Notes from a 2011 Qcon talk about scaling the non-gaming server side of League of Legends. They are not worried about persistence during a game, but rather in the match-making, lobby, or store. They have soft real-time requirements: not the order of 10ms, more the order of a few seconds. [Twitter and Facebook are soft RT too]
Scalability: it's easier to constrain what the logic developers are allowed to do, than to define what they are not allowed to do. Examples: Map/Reduce is a whole paradigm (you have to make your logic fit into a
map() and a
reduce()), NoSQL's unstructured data is a double-edge sword (you lose the ability to
join, but queries come back faster), and when you're partitioned, you pick to be either atomic/consistent or available
46:50: Scaling should be dynamic/elastic; you need cluster recomposition and stateless growth patterns. Hence the system should be dynamically configurable. On the fly, you should be able to adjust the thread pool size, add/remove roles to machines, and switch logic or system algorithms.

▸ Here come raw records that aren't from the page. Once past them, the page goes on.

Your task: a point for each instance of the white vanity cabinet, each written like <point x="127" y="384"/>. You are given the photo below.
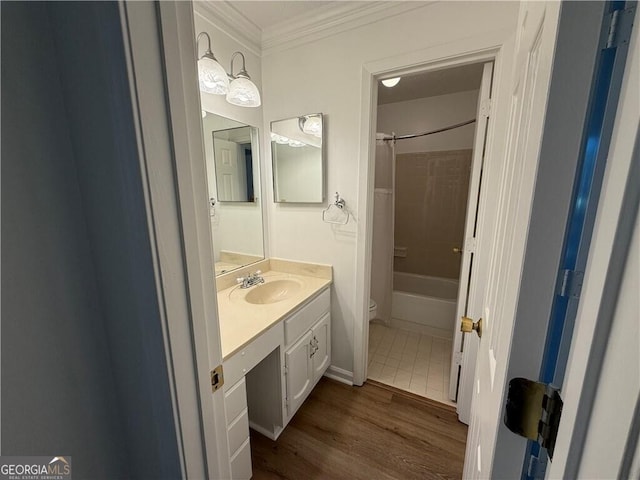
<point x="306" y="362"/>
<point x="308" y="358"/>
<point x="270" y="377"/>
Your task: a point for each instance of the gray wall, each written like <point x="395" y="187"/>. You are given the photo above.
<point x="83" y="366"/>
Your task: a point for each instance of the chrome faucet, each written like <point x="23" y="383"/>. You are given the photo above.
<point x="250" y="280"/>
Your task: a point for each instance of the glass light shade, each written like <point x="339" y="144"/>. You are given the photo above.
<point x="313" y="126"/>
<point x="279" y="139"/>
<point x="391" y="82"/>
<point x="212" y="77"/>
<point x="244" y="93"/>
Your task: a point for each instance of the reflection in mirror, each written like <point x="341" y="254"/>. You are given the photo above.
<point x="298" y="166"/>
<point x="234" y="164"/>
<point x="233" y="180"/>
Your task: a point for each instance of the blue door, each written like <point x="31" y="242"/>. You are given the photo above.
<point x="605" y="90"/>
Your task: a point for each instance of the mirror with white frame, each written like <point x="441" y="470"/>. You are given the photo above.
<point x="298" y="159"/>
<point x="233" y="180"/>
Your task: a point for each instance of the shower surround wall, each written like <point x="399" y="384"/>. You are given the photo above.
<point x="431" y="181"/>
<point x="431" y="203"/>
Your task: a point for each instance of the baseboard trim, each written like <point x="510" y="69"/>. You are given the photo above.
<point x="340" y="375"/>
<point x="267" y="433"/>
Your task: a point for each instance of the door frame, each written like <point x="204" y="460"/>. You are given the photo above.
<point x="488" y="47"/>
<point x="612" y="231"/>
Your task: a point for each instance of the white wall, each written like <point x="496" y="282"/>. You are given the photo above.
<point x="325" y="76"/>
<point x="425" y="114"/>
<point x="58" y="390"/>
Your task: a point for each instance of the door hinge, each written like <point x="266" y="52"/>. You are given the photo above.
<point x="533" y="411"/>
<point x="485" y="108"/>
<point x="570" y="284"/>
<point x="457" y="358"/>
<point x="538" y="466"/>
<point x="217" y="378"/>
<point x="620" y="23"/>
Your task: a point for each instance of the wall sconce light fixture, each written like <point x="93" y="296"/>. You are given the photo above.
<point x="242" y="91"/>
<point x="212" y="77"/>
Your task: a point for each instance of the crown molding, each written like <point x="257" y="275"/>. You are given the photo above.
<point x="223" y="16"/>
<point x="334" y="18"/>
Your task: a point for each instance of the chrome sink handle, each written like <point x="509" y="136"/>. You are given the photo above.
<point x="250" y="280"/>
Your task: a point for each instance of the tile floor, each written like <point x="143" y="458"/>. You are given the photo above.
<point x="410" y="361"/>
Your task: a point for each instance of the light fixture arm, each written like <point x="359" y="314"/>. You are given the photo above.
<point x="242" y="73"/>
<point x="208" y="53"/>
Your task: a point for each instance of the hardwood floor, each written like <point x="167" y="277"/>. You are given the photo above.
<point x="370" y="432"/>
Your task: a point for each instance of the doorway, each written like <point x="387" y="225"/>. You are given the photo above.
<point x="422" y="185"/>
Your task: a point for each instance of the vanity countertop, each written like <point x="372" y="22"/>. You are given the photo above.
<point x="241" y="321"/>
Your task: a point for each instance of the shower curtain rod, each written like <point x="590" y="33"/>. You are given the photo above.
<point x="415" y="135"/>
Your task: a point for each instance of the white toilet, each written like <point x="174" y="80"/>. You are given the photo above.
<point x="373" y="309"/>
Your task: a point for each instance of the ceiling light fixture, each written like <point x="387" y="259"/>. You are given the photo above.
<point x="242" y="91"/>
<point x="391" y="82"/>
<point x="211" y="75"/>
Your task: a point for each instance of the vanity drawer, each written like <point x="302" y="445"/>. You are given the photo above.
<point x="235" y="400"/>
<point x="238" y="432"/>
<point x="241" y="463"/>
<point x="301" y="321"/>
<point x="237" y="366"/>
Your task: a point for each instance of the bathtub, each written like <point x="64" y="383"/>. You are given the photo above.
<point x="424" y="304"/>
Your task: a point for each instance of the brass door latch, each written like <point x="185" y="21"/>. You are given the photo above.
<point x="467" y="325"/>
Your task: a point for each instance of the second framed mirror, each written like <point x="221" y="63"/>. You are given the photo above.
<point x="298" y="159"/>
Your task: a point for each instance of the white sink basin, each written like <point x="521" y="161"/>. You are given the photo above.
<point x="273" y="291"/>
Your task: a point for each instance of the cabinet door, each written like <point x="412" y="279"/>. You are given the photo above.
<point x="321" y="354"/>
<point x="299" y="372"/>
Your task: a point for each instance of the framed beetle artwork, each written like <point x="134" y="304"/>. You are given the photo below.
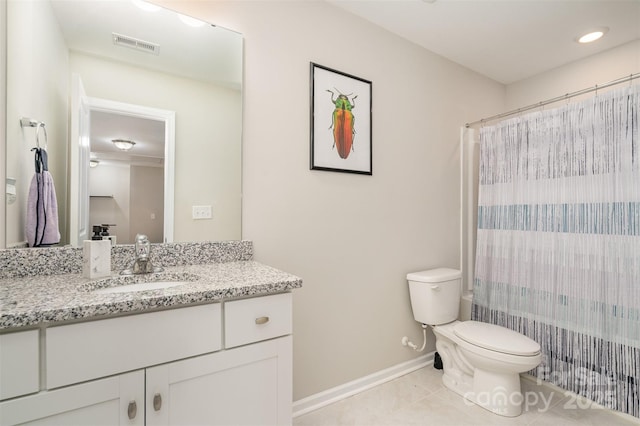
<point x="340" y="122"/>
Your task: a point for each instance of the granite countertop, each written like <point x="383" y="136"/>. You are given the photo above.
<point x="36" y="300"/>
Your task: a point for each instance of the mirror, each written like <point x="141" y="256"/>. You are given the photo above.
<point x="122" y="53"/>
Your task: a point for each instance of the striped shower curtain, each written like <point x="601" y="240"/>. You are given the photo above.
<point x="558" y="241"/>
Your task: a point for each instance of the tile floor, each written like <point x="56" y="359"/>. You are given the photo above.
<point x="420" y="398"/>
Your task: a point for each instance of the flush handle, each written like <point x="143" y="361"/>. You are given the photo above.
<point x="132" y="410"/>
<point x="262" y="320"/>
<point x="157" y="402"/>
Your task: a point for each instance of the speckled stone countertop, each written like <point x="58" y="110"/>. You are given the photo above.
<point x="29" y="301"/>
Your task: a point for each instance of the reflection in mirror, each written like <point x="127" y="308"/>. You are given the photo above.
<point x="125" y="54"/>
<point x="126" y="181"/>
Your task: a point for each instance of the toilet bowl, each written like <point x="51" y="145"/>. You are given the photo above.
<point x="481" y="362"/>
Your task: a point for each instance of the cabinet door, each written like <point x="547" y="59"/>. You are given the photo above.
<point x="250" y="385"/>
<point x="101" y="402"/>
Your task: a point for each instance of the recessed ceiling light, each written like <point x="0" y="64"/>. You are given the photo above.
<point x="144" y="5"/>
<point x="123" y="144"/>
<point x="593" y="35"/>
<point x="192" y="22"/>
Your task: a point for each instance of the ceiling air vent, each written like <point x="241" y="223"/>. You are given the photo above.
<point x="137" y="44"/>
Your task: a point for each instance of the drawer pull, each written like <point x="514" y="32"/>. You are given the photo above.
<point x="262" y="320"/>
<point x="132" y="410"/>
<point x="157" y="402"/>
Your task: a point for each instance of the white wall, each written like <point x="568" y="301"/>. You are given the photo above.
<point x="147" y="203"/>
<point x="37" y="88"/>
<point x="109" y="201"/>
<point x="3" y="116"/>
<point x="351" y="238"/>
<point x="597" y="69"/>
<point x="207" y="152"/>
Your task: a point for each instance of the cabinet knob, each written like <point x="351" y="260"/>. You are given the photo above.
<point x="157" y="402"/>
<point x="262" y="320"/>
<point x="132" y="410"/>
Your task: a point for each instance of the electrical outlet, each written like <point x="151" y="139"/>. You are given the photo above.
<point x="201" y="212"/>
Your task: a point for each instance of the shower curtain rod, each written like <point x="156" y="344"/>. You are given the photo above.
<point x="556" y="99"/>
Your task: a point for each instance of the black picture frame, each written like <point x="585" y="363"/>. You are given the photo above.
<point x="341" y="121"/>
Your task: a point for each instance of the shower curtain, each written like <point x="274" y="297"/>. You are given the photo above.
<point x="558" y="241"/>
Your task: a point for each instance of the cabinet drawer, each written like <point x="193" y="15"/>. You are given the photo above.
<point x="19" y="364"/>
<point x="85" y="351"/>
<point x="260" y="318"/>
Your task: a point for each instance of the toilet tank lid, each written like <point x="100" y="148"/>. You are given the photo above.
<point x="435" y="275"/>
<point x="496" y="338"/>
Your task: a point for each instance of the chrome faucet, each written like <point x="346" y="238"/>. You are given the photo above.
<point x="142" y="263"/>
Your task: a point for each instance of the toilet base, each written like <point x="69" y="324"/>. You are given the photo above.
<point x="498" y="392"/>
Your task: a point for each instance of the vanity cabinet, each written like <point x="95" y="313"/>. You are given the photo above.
<point x="168" y="367"/>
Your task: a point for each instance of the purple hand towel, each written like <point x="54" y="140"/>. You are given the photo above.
<point x="42" y="206"/>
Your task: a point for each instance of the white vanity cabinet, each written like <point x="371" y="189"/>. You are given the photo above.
<point x="167" y="367"/>
<point x="117" y="400"/>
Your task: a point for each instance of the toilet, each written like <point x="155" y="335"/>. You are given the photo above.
<point x="482" y="362"/>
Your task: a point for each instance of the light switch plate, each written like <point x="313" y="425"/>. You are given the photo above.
<point x="201" y="212"/>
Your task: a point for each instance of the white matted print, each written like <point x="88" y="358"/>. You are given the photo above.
<point x="340" y="121"/>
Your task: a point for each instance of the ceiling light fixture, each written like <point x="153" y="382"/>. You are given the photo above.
<point x="192" y="22"/>
<point x="146" y="5"/>
<point x="123" y="144"/>
<point x="593" y="35"/>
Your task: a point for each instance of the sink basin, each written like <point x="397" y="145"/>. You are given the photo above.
<point x="153" y="285"/>
<point x="142" y="282"/>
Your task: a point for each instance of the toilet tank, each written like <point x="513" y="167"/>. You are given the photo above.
<point x="435" y="295"/>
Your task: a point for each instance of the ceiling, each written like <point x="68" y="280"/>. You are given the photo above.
<point x="505" y="40"/>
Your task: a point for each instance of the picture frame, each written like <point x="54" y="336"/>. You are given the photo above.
<point x="341" y="121"/>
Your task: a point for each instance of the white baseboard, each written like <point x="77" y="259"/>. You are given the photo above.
<point x="329" y="396"/>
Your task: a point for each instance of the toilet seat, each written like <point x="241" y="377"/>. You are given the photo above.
<point x="496" y="338"/>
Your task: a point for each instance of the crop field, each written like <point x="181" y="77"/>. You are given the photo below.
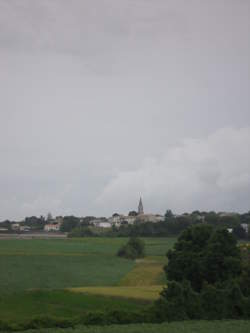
<point x="65" y="277"/>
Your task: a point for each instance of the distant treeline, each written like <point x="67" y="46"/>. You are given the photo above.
<point x="171" y="226"/>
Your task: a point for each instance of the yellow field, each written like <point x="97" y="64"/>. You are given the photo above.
<point x="147" y="293"/>
<point x="147" y="272"/>
<point x="143" y="282"/>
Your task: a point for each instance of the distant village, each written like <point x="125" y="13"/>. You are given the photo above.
<point x="136" y="222"/>
<point x="116" y="220"/>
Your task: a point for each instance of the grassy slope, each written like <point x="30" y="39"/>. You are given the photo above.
<point x="59" y="303"/>
<point x="230" y="326"/>
<point x="56" y="264"/>
<point x="28" y="272"/>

Food for thought: list all the benefits/tricks a load balancer can provide to your system.
Caching provides flexibility: failovers, distribution of workload (hot code updates or restarts). Coherence is a distributed cache used between Hibernate and the DAO layer as "cache-through". If the DAO asks Coherence and there's a cache miss, then Coherence asks Hibernate (itself using a Coherence cache, or calling MySQL over the network if cache miss).

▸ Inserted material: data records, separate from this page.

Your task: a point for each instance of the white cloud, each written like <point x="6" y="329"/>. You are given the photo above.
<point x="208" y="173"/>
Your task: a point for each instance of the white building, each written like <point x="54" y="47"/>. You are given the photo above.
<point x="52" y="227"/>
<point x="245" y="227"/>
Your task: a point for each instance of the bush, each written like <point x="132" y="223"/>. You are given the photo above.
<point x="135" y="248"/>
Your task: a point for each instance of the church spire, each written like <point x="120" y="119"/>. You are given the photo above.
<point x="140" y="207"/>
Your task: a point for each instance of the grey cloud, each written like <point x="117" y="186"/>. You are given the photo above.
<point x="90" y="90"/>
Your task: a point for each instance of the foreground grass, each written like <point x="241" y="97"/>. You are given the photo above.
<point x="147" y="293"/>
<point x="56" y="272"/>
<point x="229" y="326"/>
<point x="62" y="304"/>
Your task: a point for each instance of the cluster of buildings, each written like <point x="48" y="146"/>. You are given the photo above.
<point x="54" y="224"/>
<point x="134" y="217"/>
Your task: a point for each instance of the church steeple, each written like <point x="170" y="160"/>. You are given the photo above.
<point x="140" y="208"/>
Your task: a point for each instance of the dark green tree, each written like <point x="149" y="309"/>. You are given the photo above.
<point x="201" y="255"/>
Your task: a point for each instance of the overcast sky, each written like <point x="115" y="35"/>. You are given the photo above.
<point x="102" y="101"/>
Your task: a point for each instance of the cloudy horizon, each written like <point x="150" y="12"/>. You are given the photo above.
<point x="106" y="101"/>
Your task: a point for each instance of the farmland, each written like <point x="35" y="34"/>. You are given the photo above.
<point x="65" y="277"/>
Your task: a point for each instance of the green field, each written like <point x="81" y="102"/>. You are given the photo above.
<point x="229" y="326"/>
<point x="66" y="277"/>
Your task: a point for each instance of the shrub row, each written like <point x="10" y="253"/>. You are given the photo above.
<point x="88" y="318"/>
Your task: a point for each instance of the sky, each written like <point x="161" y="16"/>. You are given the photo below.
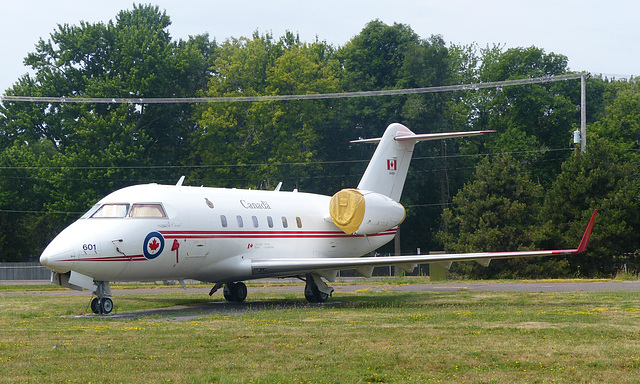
<point x="596" y="36"/>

24:00: How to be sure that cache and DB are consistent? Do not cache! Query the DB directly, latency of few sec is OK for soft RT.
11:30: Serialize the work, not the data. It's faster to serialize the work to the data, than to unserialize the data, work on it, then serialize the result.
Avoid moving the data all over the network towards where the process is. It's also easier to distribute the work to all the DB nodes than to send to/receive from all the nodes.
The objects sent on network between server and DB should be small: if you have to edit only one field, you should not have to send a big object of 1MB.
Logging and Testing
42:30: They log each function call with how long it took; overhead of 1% performance, but huge value if able to graph/plot the logs. Compare the average call duration in the last few minutes to the usual average to detect problems.
17:15: Keep in mind that the code will be used/executed in a data center, not on your laptop. 51:25: They use EC2 for load testing. 1000 threads per node, each thread simulating 1 user. Realistic because not all clients (threads) are same speed in real-life, and EC2 network is not always the best/reliable. It's not the most performant, but it looks like a quick-and-dirty way to load test. One of their scale testing environment has more than 50 machines.